Genauso ist es zwar sehr spannend, einmal zu zeigen, dass es auch mitten in der Borbarad-Krise noch andere Probleme gibt und die Umwälzungen dieser Krise nicht überall in Aventurien so empfunden werden. Dass sie aber mit keinem Wort erwähnt wird - beispielsweise könnte einmal eingestreut werden, dass Waldemar wegen der Invasion im Osten oder des Falls Kurkums besorgt ist, oder Rohezal um sein Lebenswerk fürchtet - wirkt aber eher wie Desinteresse an der eigenen geschichtlichen Verortung.

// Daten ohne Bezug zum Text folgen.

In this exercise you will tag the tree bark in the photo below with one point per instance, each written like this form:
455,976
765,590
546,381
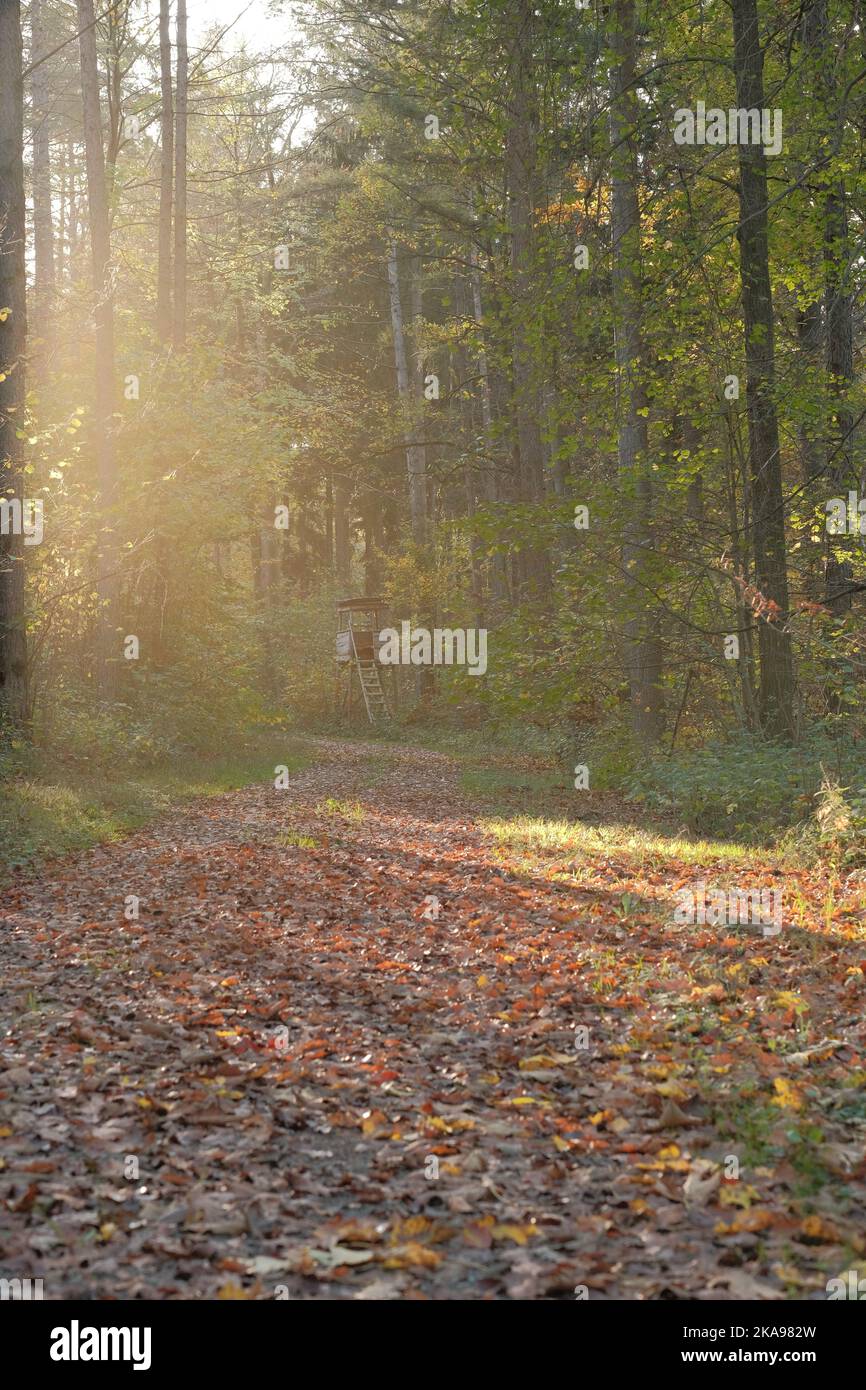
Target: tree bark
642,640
776,688
13,346
103,316
416,459
43,225
521,180
180,181
163,309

Gerade das Verhältnis zwischen Borbaradianismus, Namenlosenverehrung, Großen Alten und Dämonensultan bleibt im Rahmen des Romans komplett unterbestimmt, obwohl die Figurensituation da eigentlich etwas zu erfordert hätte.

3/5 Punkten

Sprache
Die Dialoge sind oft langatmig, die Schrecken bleiben entgegen des cthuloiden Ansatzes ziemlich handfest, aber viel auszusetzen habe ich nicht.

4/5 Punkten

Langes Fazit
Die Grundidee, cthuloiden Horror nach Aventurien zu bringen ist gar nicht schlecht - und auch die Verknüpfung mit dem bodenständigen Weiden und dem bodenlosen Neunaugensee gibt meines Erachtens mehr Potential als dasselbe in den Selemer Sümpfen oder den Schwarzen Landen zu tun.